Now I am not an expert in home building so if that is impossible let me know. What I do know is that there is a hole there big enough for them to get in that way. Now, first how do I fix the hole? Is it simple as just getting a can of foam and filling it or is there more to it. Next how can I keep this from happening again, is there a device that I can place between the hardy plank and foundation to keep these critters from going up there? 

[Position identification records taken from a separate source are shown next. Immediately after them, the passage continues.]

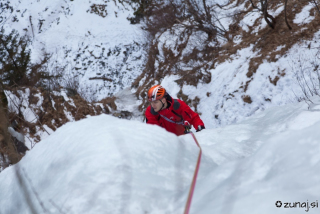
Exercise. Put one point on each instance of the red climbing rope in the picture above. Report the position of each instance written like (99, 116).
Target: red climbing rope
(194, 180)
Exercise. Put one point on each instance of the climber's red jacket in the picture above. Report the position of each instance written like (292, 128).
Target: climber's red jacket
(174, 116)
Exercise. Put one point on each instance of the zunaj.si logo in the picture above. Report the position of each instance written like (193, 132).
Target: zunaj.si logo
(305, 205)
(278, 204)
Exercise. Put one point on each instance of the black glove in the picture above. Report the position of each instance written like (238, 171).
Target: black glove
(200, 128)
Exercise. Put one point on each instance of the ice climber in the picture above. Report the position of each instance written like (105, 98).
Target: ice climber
(172, 114)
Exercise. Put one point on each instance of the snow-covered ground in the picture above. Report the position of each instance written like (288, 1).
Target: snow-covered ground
(93, 39)
(107, 165)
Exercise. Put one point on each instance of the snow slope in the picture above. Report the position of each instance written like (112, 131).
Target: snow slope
(93, 39)
(107, 165)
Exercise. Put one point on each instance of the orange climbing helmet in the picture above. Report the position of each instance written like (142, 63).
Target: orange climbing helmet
(156, 93)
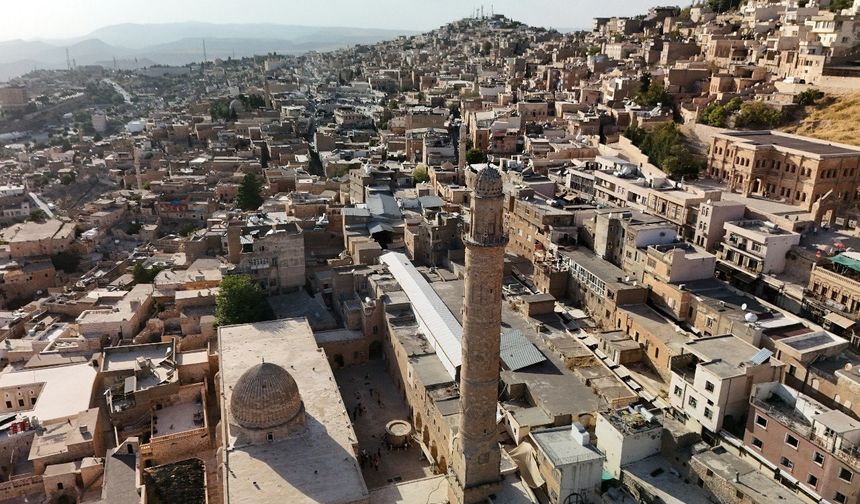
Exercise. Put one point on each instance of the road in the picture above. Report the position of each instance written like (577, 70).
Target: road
(41, 204)
(125, 94)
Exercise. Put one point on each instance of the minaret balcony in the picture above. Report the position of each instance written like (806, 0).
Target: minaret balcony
(492, 240)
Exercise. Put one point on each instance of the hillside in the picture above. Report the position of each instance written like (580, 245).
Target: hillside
(833, 119)
(178, 44)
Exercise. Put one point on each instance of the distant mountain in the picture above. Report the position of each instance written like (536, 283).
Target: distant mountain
(141, 36)
(178, 44)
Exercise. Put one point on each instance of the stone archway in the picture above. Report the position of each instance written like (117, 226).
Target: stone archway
(375, 350)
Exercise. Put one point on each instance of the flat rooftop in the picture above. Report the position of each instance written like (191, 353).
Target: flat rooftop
(66, 390)
(793, 142)
(562, 448)
(724, 356)
(756, 485)
(316, 465)
(124, 358)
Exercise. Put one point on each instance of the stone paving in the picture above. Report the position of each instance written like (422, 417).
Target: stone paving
(384, 404)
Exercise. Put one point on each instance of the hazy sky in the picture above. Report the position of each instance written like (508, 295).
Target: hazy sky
(71, 18)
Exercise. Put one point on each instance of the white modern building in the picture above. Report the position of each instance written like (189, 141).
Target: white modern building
(715, 381)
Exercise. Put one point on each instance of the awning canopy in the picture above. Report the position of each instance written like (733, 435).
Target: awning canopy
(848, 260)
(843, 322)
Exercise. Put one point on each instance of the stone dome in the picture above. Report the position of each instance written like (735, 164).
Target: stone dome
(266, 396)
(488, 183)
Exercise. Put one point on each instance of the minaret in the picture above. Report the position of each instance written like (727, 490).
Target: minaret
(461, 148)
(476, 454)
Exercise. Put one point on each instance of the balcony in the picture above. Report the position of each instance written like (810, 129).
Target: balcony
(784, 413)
(685, 371)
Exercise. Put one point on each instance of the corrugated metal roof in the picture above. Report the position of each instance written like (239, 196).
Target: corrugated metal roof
(383, 205)
(435, 319)
(517, 352)
(761, 356)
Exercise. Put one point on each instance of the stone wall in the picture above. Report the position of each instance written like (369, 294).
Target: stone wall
(19, 487)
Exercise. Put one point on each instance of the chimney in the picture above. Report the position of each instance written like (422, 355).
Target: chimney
(234, 243)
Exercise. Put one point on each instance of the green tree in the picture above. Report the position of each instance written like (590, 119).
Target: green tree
(240, 300)
(838, 5)
(249, 195)
(420, 175)
(665, 148)
(66, 261)
(475, 156)
(724, 5)
(808, 97)
(757, 115)
(143, 274)
(38, 215)
(718, 114)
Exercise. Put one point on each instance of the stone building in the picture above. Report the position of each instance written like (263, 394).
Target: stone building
(806, 441)
(270, 248)
(833, 293)
(815, 175)
(275, 447)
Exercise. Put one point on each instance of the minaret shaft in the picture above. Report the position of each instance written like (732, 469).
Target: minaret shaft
(476, 458)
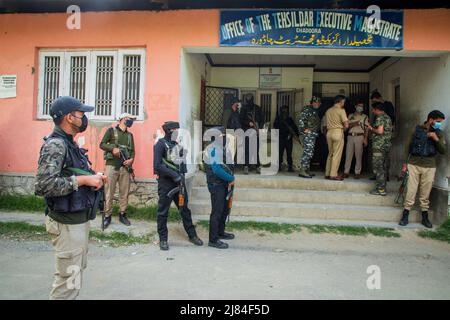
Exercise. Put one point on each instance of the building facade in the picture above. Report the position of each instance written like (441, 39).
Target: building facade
(158, 64)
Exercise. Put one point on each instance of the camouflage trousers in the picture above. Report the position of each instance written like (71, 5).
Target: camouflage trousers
(309, 141)
(379, 164)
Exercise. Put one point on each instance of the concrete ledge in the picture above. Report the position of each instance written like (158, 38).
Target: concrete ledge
(439, 205)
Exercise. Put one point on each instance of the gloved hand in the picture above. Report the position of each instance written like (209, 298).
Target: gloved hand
(177, 179)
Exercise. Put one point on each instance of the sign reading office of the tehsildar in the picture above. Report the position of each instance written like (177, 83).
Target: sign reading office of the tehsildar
(312, 28)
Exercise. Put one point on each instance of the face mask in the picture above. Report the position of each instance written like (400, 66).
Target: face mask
(437, 125)
(129, 123)
(84, 123)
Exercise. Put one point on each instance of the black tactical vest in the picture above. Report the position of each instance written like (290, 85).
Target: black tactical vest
(82, 199)
(211, 178)
(421, 145)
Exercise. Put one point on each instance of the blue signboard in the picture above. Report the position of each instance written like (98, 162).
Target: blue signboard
(312, 28)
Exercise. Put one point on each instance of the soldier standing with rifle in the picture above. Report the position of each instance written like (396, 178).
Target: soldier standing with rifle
(251, 119)
(170, 166)
(71, 190)
(118, 145)
(220, 179)
(288, 132)
(309, 126)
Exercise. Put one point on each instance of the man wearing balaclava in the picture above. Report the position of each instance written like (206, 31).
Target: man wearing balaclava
(169, 164)
(356, 139)
(251, 119)
(117, 140)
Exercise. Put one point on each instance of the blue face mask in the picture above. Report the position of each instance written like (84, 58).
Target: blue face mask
(129, 123)
(437, 125)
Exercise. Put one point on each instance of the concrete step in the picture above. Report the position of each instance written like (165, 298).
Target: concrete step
(301, 196)
(355, 223)
(323, 211)
(292, 181)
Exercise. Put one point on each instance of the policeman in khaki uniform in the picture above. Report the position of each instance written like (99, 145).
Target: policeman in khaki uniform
(68, 184)
(356, 139)
(309, 126)
(381, 146)
(337, 122)
(116, 140)
(425, 143)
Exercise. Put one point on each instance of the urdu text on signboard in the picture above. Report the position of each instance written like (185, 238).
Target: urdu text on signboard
(337, 29)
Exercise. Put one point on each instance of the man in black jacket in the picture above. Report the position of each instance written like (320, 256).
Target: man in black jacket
(251, 119)
(169, 165)
(288, 129)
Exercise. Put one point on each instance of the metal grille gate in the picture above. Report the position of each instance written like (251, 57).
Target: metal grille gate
(216, 99)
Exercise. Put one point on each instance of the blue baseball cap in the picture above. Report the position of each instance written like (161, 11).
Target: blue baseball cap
(65, 105)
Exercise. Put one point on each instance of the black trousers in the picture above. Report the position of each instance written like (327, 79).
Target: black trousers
(219, 212)
(254, 158)
(285, 144)
(164, 202)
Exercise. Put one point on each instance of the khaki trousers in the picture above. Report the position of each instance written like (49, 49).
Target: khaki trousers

Thanks in advance for your help.


----------



## packetwalker

*Possible Solution*

I may have found a possible solution, my idea would be to stuff some Copper Wire Mesh Wool between the foundation and Hardyplank, it comes in 200ft rolls. Has anyone had any experience with this type product? Does it work well against these little vermin? How does it hold up over time?


----------



## littlecleo

I've used steel wool to plug rodent access holes before, so I would think the copper wire mesh would work as well. If they are determined to get in, they will chew through just about anything though. The best course of action is to find their food source, and anywhere they have taken up residence around your house, and eliminate those first. It's necessary to take defensive measures at home against rodents, but you've got to go on the offensive also if they keep coming back.


----------



## packetwalker

Littlecleo,


Thanks for the advice, but I wish things were that simple. We keep the inside of the house clean and no food is left out. No food or trash is left outside and all trash is placed in bags in covered trash cans. The issue is that our neighborhood is still being built out, therefore we still have a lot of fields and woods around us. On chilly nights they go in our addict to keep warm and they leave once it warms up or they get hungry. Probably what people who live in the mountains or on farms go through!


Thanks


----------



## 4just1don

Yep, ALL farmers sleep in their hay stacks during nice weather,,,they ONLY sleep inside during chilly weather!!


----------



## Chemist1961

PW, Foam will not stop them. It's like desert. :laughing:
I had a greenbelt behind me for 12 years but as it infilled the mice got relocated. I bait traps with peanut butter and place your traps along walls pependicular.
If they actually were driven to chew all the way to the attic that seems extreme but I don't know unless they were following warm air or a food smell.
I know peolpe who swear by steel wool. Me I would get a cat or a terrier, natural rat hound.....


----------



## ocoee

The copper mesh works well
Steel wool will not hold up to any humidity

Wwe use 1/4 inch steel mesh and foam to seal holes but all holes larger than a dime must be sealed

In your case the best course of action would be perimeter baiting with a brodificoum based rodenticide and trapping inside to catch what gets through


----------



## Bob Mariani

They come in for food and warmth, but go out again for water. I place a bucket of water filled 2/3. Then a ramp up with some seeds for incentive. They jump in every night and drown. I get about 4 mice a night and up to 10 chipmonks this way.


----------



## packetwalker

*So far so good*

Since placing the copper mesh between the foundation and hardy plank we have not heard them anymore. I will continue checking for signs of them chewing through and replace as needed. Thanks for everyone's advice!


----------



## chrisn

Cats will work:laughing:


----------